Coincidimos, en cambio, en que existía otro tipo
de relación que se vincula con la complementariedad entre las parejas ―sean estas
entre bugas o gays―, con la responsabilidad compartida, con el amor entre dos
seres, con el compromiso de vivir juntos y, en el caso directo de los bugas,
con el acto mismo de la procreación: a este tipo de unión, por su alto grado de
obligatoriedad, la nombramos relación cincho.
Finalmente, identificamos otro tipo de relación, a la cual denominamos racha: una que, por su naturaleza lunar, es práctica obligada entre los faunos ―los bisexuales―, que consiste en complementar la vocación gay y buga al mismo tiempo, siendo socialmente tan charla o cincho como número de veces lo permita la ocasión.

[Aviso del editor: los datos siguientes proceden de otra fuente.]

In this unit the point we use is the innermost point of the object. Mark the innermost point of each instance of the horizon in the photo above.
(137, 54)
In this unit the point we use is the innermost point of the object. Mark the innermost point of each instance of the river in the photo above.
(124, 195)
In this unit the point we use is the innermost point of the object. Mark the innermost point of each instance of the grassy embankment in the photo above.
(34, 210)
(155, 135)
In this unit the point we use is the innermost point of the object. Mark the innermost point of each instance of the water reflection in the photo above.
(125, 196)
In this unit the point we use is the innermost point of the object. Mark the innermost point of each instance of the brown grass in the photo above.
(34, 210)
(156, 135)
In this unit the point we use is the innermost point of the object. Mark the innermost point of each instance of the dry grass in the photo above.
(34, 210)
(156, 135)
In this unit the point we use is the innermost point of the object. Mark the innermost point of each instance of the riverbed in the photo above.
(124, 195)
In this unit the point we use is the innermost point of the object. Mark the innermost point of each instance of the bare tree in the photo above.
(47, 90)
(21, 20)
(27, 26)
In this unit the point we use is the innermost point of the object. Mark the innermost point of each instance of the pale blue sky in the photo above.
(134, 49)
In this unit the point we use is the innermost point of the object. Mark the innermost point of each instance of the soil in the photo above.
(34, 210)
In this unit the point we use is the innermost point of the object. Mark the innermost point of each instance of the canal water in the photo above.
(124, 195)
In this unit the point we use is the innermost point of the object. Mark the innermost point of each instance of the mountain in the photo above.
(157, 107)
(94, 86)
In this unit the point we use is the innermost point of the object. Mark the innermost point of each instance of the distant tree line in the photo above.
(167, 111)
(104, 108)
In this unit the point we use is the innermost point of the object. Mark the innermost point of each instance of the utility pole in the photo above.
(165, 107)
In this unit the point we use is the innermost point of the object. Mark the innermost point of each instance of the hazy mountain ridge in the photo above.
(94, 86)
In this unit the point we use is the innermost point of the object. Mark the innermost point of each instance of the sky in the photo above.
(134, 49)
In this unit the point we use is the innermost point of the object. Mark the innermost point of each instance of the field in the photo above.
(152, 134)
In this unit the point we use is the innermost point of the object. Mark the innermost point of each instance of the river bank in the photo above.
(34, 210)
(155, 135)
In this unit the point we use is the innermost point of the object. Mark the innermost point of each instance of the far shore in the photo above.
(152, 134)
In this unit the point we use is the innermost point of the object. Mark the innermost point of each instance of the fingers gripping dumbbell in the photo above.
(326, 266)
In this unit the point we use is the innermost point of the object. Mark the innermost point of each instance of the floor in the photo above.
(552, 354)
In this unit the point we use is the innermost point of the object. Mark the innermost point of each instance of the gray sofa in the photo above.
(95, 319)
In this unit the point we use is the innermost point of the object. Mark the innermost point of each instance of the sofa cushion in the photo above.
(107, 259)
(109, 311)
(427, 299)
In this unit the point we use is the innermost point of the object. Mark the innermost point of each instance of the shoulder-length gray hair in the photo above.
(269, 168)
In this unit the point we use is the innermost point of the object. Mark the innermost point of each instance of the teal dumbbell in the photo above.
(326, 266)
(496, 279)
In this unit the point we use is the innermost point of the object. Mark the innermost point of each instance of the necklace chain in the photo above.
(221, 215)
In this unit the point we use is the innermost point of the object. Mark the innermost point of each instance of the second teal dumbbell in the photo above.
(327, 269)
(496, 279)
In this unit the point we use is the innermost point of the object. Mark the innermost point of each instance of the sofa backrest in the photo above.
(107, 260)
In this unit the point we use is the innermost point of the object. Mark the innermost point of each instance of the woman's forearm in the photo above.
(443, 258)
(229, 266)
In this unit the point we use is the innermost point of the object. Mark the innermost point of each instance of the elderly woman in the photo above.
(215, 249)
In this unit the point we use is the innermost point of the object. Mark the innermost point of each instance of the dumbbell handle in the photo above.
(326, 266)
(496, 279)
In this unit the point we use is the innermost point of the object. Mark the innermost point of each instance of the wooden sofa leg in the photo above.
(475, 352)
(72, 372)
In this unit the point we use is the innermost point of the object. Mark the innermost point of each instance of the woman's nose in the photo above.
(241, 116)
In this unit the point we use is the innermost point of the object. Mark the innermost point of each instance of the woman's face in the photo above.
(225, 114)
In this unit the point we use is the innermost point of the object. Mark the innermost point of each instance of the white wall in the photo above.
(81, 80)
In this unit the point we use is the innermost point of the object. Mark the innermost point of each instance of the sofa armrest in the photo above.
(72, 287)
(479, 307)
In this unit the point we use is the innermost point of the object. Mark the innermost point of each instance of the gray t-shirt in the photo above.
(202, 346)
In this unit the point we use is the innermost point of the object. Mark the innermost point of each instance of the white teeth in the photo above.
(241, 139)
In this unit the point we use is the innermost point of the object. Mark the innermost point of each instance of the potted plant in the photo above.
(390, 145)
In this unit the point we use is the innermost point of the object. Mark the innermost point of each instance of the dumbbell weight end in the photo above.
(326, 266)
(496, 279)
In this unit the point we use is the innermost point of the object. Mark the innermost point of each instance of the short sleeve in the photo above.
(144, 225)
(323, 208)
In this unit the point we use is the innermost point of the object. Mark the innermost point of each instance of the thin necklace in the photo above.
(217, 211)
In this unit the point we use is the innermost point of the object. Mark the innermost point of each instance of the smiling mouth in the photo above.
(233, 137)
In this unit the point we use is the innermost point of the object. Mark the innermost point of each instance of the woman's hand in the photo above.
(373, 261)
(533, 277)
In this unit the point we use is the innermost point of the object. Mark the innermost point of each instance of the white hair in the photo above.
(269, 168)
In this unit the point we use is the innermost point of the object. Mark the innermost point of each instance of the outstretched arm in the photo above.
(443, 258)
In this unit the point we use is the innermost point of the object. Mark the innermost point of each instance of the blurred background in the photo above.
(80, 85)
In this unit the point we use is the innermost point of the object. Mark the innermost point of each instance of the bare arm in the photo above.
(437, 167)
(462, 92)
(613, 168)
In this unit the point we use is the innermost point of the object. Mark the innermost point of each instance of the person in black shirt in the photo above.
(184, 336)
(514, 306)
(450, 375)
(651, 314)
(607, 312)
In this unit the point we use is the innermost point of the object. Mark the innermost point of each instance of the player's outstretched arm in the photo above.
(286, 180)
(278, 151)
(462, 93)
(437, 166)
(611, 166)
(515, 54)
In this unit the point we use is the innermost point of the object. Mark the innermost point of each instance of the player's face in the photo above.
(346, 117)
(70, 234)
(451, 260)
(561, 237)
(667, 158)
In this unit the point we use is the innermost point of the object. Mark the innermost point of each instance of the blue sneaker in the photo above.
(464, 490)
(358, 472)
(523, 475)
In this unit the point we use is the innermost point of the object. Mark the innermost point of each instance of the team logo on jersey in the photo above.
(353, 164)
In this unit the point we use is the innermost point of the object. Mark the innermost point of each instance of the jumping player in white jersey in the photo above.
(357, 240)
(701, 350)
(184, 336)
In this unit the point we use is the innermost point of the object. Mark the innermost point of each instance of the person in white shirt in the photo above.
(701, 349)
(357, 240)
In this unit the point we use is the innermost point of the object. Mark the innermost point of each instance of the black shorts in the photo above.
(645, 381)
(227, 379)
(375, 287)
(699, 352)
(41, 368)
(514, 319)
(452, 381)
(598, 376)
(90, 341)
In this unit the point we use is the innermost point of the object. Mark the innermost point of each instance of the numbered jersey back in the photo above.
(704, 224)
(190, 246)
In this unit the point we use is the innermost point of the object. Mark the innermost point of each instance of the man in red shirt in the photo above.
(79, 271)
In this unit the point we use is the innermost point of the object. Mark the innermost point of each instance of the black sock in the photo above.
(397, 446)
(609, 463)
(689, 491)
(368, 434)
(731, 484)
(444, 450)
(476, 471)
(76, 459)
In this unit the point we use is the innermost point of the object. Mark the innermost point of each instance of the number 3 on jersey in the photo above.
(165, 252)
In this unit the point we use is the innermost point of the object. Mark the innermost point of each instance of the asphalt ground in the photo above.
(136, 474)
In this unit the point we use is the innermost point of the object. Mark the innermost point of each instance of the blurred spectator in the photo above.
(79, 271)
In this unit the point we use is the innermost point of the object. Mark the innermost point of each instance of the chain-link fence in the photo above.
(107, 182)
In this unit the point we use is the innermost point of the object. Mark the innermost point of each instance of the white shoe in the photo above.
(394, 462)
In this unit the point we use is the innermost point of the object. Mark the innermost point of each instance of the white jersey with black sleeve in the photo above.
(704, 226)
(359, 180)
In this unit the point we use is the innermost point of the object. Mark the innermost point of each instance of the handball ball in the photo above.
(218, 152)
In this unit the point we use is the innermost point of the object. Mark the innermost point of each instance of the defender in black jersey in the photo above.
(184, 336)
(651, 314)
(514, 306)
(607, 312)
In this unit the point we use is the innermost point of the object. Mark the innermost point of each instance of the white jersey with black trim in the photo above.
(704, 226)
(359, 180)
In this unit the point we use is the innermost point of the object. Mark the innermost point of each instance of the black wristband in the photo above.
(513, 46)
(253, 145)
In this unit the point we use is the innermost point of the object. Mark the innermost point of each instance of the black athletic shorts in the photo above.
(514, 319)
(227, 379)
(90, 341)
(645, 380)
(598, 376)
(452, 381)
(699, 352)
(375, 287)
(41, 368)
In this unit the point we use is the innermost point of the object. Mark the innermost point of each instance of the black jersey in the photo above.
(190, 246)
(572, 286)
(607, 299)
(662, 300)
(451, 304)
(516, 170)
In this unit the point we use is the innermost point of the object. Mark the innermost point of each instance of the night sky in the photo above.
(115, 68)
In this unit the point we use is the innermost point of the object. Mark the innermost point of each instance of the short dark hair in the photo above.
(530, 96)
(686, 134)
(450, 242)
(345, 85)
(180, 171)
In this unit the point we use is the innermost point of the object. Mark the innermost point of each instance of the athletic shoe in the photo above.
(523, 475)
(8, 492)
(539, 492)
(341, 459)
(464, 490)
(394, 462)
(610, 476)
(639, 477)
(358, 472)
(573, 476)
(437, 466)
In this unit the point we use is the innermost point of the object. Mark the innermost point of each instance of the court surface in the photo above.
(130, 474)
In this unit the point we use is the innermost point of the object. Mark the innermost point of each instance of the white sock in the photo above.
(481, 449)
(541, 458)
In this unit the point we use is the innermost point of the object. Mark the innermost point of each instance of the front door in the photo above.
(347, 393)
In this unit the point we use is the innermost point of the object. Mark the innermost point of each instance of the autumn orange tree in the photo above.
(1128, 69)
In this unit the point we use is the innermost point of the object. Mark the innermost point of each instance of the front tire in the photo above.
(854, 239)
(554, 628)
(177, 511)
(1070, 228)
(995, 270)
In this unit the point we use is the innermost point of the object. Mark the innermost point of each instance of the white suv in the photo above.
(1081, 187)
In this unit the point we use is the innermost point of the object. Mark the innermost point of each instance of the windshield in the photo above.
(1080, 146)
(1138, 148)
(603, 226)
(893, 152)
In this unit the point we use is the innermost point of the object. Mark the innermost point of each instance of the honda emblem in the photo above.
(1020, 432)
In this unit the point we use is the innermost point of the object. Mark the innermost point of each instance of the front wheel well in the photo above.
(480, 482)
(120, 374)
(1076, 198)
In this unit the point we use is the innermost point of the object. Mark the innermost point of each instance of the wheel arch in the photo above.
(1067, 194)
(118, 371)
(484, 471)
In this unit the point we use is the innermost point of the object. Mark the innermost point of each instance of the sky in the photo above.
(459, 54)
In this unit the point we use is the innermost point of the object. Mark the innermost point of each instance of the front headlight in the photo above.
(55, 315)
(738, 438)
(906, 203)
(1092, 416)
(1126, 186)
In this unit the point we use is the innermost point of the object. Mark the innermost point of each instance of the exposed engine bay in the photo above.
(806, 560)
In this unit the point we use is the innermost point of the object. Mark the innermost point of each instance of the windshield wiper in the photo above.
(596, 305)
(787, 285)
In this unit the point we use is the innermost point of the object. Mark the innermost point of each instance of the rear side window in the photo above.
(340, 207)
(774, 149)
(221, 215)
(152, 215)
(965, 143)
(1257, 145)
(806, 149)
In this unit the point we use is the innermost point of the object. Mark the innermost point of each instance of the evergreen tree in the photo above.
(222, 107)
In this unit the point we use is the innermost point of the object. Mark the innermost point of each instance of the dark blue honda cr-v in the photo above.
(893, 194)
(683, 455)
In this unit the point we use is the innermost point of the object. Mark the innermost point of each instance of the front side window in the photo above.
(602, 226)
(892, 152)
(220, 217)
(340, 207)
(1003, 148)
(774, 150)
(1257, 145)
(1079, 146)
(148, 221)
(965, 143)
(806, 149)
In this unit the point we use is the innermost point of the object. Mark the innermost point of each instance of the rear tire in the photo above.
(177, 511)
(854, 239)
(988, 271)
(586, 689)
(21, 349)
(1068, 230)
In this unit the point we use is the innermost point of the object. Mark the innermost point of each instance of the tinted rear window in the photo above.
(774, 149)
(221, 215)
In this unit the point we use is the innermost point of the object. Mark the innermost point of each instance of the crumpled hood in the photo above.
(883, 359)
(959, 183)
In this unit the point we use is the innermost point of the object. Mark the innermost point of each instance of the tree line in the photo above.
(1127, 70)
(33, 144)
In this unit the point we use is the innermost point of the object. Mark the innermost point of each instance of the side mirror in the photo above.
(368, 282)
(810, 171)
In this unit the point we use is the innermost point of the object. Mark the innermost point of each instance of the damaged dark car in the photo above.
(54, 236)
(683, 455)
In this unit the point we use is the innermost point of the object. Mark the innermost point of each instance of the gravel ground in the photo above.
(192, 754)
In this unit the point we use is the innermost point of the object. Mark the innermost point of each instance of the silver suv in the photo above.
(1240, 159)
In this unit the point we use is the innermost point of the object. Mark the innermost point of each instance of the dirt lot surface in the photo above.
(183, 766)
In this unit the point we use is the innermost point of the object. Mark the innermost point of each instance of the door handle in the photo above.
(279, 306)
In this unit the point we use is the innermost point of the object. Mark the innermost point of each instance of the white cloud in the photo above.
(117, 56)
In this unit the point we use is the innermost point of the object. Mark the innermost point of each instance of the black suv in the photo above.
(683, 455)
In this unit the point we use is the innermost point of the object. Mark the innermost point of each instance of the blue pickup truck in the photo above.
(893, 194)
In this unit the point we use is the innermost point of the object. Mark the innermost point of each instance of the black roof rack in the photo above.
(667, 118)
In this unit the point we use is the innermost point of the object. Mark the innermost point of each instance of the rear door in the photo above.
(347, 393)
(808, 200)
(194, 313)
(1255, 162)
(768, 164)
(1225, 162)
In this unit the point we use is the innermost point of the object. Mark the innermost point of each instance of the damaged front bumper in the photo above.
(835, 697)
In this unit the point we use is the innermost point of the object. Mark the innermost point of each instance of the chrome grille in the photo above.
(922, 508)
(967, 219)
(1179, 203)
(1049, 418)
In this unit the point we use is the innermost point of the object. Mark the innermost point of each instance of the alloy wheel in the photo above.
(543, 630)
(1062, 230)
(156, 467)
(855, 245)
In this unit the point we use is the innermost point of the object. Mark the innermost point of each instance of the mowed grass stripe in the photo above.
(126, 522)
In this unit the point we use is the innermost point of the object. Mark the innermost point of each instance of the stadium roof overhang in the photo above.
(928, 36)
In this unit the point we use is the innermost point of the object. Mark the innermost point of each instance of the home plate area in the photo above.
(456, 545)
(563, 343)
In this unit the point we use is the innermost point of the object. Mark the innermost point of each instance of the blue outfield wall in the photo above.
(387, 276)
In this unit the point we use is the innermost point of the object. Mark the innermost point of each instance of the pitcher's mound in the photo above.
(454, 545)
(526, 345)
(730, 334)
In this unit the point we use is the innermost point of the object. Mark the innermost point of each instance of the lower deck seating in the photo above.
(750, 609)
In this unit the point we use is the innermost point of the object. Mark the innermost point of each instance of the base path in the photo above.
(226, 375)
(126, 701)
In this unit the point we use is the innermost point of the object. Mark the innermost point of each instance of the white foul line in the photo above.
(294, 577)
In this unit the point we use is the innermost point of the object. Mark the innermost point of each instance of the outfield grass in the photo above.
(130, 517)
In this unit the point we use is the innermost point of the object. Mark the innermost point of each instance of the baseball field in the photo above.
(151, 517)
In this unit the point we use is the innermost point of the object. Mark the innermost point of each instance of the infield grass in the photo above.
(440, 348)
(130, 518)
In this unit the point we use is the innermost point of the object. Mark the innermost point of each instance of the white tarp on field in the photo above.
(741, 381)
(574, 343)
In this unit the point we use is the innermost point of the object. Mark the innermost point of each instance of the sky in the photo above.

Nos echamos a reír cuando, en son de guasa, propuse que todos deberíamos traer un botón de color en la solapa, con el fin de identificarnos sin mayores tropiezos.
Mujer imaginativa, mi madre se armó de colores y sugirió que diseñáramos el Código MAS, tomando las iniciales de mi nombre, Miguel Ángel Sepúlveda, dibujando una gráfica de tres campos donde aparecían clasificada por botones de diversos colores la predilección sexual de los individuos y las formas de socializar en el sexo.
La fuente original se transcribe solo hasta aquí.